Maybe it would be better to base it on object resistance. The Animate spell Tanegar mentioned indicates that the object resistance threshold should be increased for objects over 200kg, but (frustratingly) doesn't suggest by how much. The spirit possessing the prepared Harley Scorpion in the example on p12 of Digital Grimoire doesn't face any penalty, even though the bike is probably over 200kg. I also found in my noodling with formulas that linear increases tend to break down. How about adding 1 to the threshold every time the mass of the object to be animated doubles (beyond 200kg)? So, at 400kg, we add +1, then another +1 at 800, and so on?

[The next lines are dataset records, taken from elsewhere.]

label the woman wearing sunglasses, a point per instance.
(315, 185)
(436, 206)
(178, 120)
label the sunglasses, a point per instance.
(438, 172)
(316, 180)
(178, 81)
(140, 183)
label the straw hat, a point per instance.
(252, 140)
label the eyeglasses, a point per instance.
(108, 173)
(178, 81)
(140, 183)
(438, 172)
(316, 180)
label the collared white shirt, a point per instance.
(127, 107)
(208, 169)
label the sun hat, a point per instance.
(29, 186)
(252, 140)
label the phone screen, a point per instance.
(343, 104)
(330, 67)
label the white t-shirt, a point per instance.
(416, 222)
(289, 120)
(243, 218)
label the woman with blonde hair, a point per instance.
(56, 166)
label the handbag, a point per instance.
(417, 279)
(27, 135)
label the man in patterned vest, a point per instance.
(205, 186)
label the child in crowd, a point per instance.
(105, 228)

The house the OP is considering is made of natural materials, so I'd give it a base object resistance of 2. Its extra mass adds another +2, so a possession spirit needs 4 hits on a success test to animate it. It's going to be a prepared vessel, so the spirit will get a dice pool of Fx2+6. A Force 2 spirit would average 3.3 hits on that test, so while it could animate the house if it makes it, it can't possess it very reliably (about a 44% chance). If you want to get up to ~75% reliability, you need a pool of at least 14 dice (which actually gives you about 74%). That takes a Force 4 spirit. F5 gives you 83%, and F6 gets you close to 90%.

A van, on the other hand, would start with a threshold of 5. With a mass of around 2000kg, we'd add +3 to the threshold, for a total of 8. To have an even chance of making it work, you're going to need 24 dice. Since it's probably not a prepared vessel, the spirit has to manage it on Force alone, so you'd need a Force 12 spirit. Even if it is prepared, you'd need a Force 9. That seems a little excessive to me, given that a Force 12 spirit with the right spell could levitate the van almost as reliably.

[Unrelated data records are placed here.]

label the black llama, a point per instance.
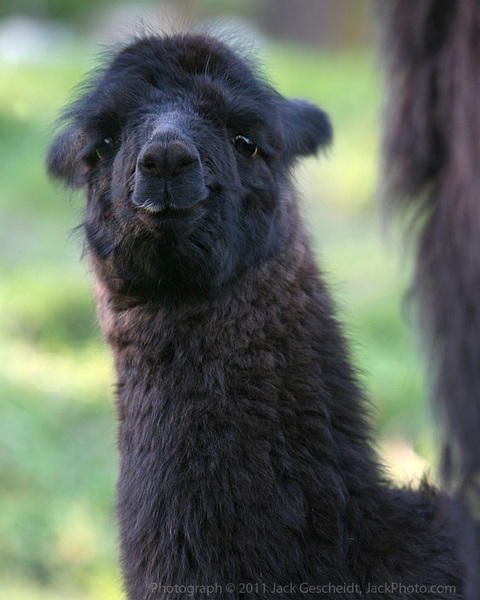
(246, 469)
(432, 165)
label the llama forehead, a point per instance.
(191, 71)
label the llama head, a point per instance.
(184, 153)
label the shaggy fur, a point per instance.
(432, 154)
(244, 449)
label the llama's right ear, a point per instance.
(64, 160)
(307, 128)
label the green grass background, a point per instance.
(57, 431)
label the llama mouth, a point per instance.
(162, 212)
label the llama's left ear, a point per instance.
(307, 128)
(64, 159)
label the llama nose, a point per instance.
(167, 160)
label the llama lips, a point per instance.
(164, 212)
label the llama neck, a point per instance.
(229, 408)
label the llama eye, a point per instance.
(106, 149)
(244, 146)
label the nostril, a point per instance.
(183, 163)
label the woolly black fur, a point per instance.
(245, 456)
(432, 169)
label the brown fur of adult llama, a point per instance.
(245, 459)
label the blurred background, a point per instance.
(57, 424)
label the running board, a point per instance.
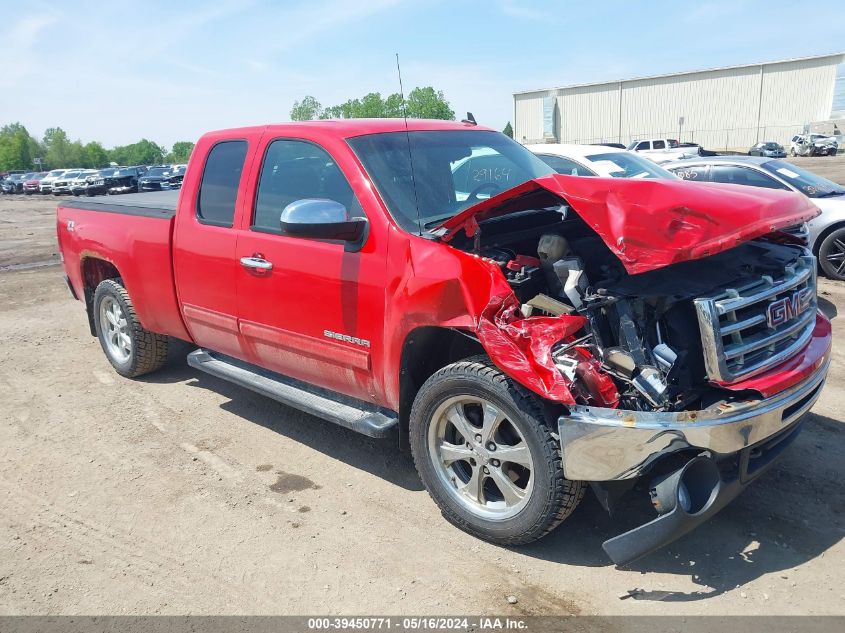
(334, 407)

I begin to see why Frank didn't actually specify this stuff when he was writing. It's a royal pain. Personally, if I were GMing, I'd just set resistance thresholds arbitrarily. I'd give the hutmunculous a threshold of about 4, and the van about 6. The corpse of a (non-great) dragon, I'd set at about 12.
Badmoodguy88
QUOTE
Maybe it would be better to base it on object resistance. The Animate spell Tanegar mentioned indicates that the object resistance threshold should be increased for objects over 200kg, but (frustratingly) doesn't suggest by how much. The spirit possessing the prepared Harley Scorpion in the example on p12 of Digital Grimoire doesn't face any penalty, even though the bike is probably over 200kg. I also found in my noodling with formulas that linear increases tend to break down. How about adding 1 to the threshold every time the mass of the object to be animated doubles (beyond 200kg)? So, at 400kg, we add +1, then another +1 at 800, and so on?

The house the OP is considering is made of natural materials, so I'd give it a base object resistance of 2. Its extra mass adds another +2, so a possession spirit needs 4 hits on a success test to animate it. It's going to be a prepared vessel, so the spirit will get a dice pool of Fx2+6. A Force 2 spirit would average 3.3 hits on that test, so while it could animate the house if it makes it, it can't possess it very reliably (about a 44% chance). If you want to get up to ~75% reliability, you need a pool of at least 14 dice (which actually gives you about 74%). That takes a Force 4 spirit. F5 gives you 83%, and F6 gets you close to 90%.

I like this rule.

Homunculus move with joints but with out the need of an engine (though I think they can make use of them). Possessing an object like a toaster that has not been made homunculus is different. Possessing a toaster lets you just make the toaster do things a toaster can do not hop around.

But I don't know if there is any real distinction. It may just be separate entries because the homunculus paragraph has guidelines for the weight of the body but for objects is does not seems to matter how small the object is.

I suppose the same threshold would hold true in both cases. I suppose the way to prevent 2000kg (heavy for an empty delivery van) from being to much is to use a larger multiple than 2. Three four, five, or even ten might work better.

I can see the problem with adding this rule as something hard and fast is that it would require a lot of weight guessing, or looking things up and calculating. This is starting to remind me of Gurps formulas for things.